When the National Institutes of Health approached the Smithsonian Institute about doing a human genome exhibit at the Natural History Museum in Washington, D.C. in 2011, the NIH thought it had good timing: 2013 marks the 10th anniversary of the sequencing of the human genome, and the 60th anniversary of James Watson and Francis Crick's discovery of DNA's structure.
Little did the people behind the exhibit know that when they decided to open the it, genomics would be a topic of national conversation and DNA-based ancestry projects. Visitors in Washington will get a chance to see the 4,400-square-foot exhibit starting today.
In the past few weeks, the Supreme Court has ruled on two landmark cases involving human genetics: On June 3, the court ruled that law enforcement could take DNA swabs of anyone who has been arrested, a decision that could open the door for the creation of a national DNA criminal database. On Thursday, the court ruled that naturally occurring human DNA is inherently not patentable.
"Genomics raises a lot of really interesting social questions in people's minds," says Kirk Johnson, director of the museum. "It's a regular drumbeat in the news. We're trying to arm people with the basic understanding of this so they can understand the challenges and make their own decisions."
Some of those challenges include the moral implications of human cloning, genetic engineering, prenatal genetic testing and the creation of genetically modified organisms.
But creating an engaging museum exhibit about genetics isn't exactly easy: Even when magnified to hundreds of times its microscopic size, DNA is, at its heart, a series of bonded chemicals. The best visual representation of it is a bunch of A's, C's, T's and G's (for adenine, cytosine, thymine and guanine, respectively, the four "nucleic acids" that make up every single living thing on Earth).
"It's not quite looking at a dinosaur," says Eric Green, director of the National Human Genome Research Institute at the NIH, which headed the Human Genome Project. "We had to bring it to life; we had to make it engaging for the middle school visitor."
To do that, the exhibit features complex DNA sequencing equipment, 3D models of DNA, and interactive games that help explain the benefits and drawbacks of certain genetic advances. A 3D graph explains how a single-celled amoeba has more than 200 times the genetic material of a human, but it doesn't explain why (scientists still don't know).
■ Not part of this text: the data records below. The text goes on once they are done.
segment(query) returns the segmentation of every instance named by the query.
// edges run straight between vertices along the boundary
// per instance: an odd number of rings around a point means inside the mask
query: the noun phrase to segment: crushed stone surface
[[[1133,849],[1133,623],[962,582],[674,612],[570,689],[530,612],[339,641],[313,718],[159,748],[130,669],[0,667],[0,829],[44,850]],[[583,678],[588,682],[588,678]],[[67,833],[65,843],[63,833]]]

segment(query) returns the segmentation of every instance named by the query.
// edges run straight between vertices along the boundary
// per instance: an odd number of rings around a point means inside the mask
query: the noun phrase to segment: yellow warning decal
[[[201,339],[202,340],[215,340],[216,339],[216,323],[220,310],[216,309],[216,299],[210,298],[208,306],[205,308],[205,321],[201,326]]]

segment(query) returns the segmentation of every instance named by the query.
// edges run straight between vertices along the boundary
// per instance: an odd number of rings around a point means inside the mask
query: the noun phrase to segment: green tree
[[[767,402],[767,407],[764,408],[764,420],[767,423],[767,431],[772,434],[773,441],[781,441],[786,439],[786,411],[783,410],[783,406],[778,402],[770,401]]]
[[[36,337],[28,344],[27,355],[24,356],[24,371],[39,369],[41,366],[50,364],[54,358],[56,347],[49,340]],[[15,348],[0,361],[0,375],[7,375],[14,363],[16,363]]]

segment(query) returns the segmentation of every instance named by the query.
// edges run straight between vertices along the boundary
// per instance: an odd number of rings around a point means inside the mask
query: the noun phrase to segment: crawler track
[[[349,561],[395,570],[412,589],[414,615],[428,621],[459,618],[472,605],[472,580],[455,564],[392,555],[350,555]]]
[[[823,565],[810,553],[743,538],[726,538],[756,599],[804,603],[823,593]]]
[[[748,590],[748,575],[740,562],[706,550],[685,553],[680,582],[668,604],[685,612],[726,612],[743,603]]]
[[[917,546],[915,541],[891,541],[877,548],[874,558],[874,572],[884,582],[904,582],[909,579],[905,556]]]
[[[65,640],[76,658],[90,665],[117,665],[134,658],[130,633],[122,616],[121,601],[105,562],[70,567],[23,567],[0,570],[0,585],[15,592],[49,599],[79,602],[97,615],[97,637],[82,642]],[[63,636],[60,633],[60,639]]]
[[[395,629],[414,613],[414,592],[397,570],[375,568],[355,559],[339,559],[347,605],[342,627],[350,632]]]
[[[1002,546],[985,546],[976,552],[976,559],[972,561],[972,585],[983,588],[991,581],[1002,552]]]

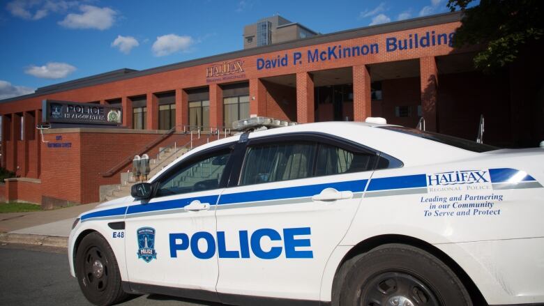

Perhaps the most striking portion of the exhibit is a giant flatscreen television near the exhibits entrance that rapidly scrolls the DNA sequence of the human genome. The text scrolls impossibly fast, but a sign nearby explains to visitors that it'll take an entire year for the entire human genome to flash onscreen.
And unlike most of the Natural History Museum's exhibits, the science behind genomics is rapidly changing. It took a decade and roughly $1 billion to sequence the first human genome; now it can be done in a day for a few thousand dollars. The exhibit, which is funded by Johnson and Johnson, Ancestry.com and Life Technologies Foundation, is supposed to live in Washington for a year and a half and then tour the country for four years. By the time it's done, the science could completely change.
"No disrespect to the dinosaurs and the fossils and minerals, but the science of genomics is going to change remarkably over the next four to five years. Discoveries happen each and every week," Green says. "We have to be flexible to allow us to keep up."
To do that, the front of the exhibit will feature NIH volunteers who will explain the latest advances in genomics to visitors. The exhibit also features interactive games and constantly changing research surveys that NIH researchers will use to gauge public opinion on certain issues in genomics.
By the time the exhibit leaves Washington in September 2014, more than 4 million people are expected to have seen it. Explaining genetics to the layperson is tough, but Johnson says it doesn't matter if most of them fully understand how genetic testing or engineering works.
"Most people, if they have a preconception about genetics, it comes from GMOs or criminals or forensics," Johnson says. "Most of their questions aren't about the details of the science; it's about the implications of the science. It's critical we tackled that."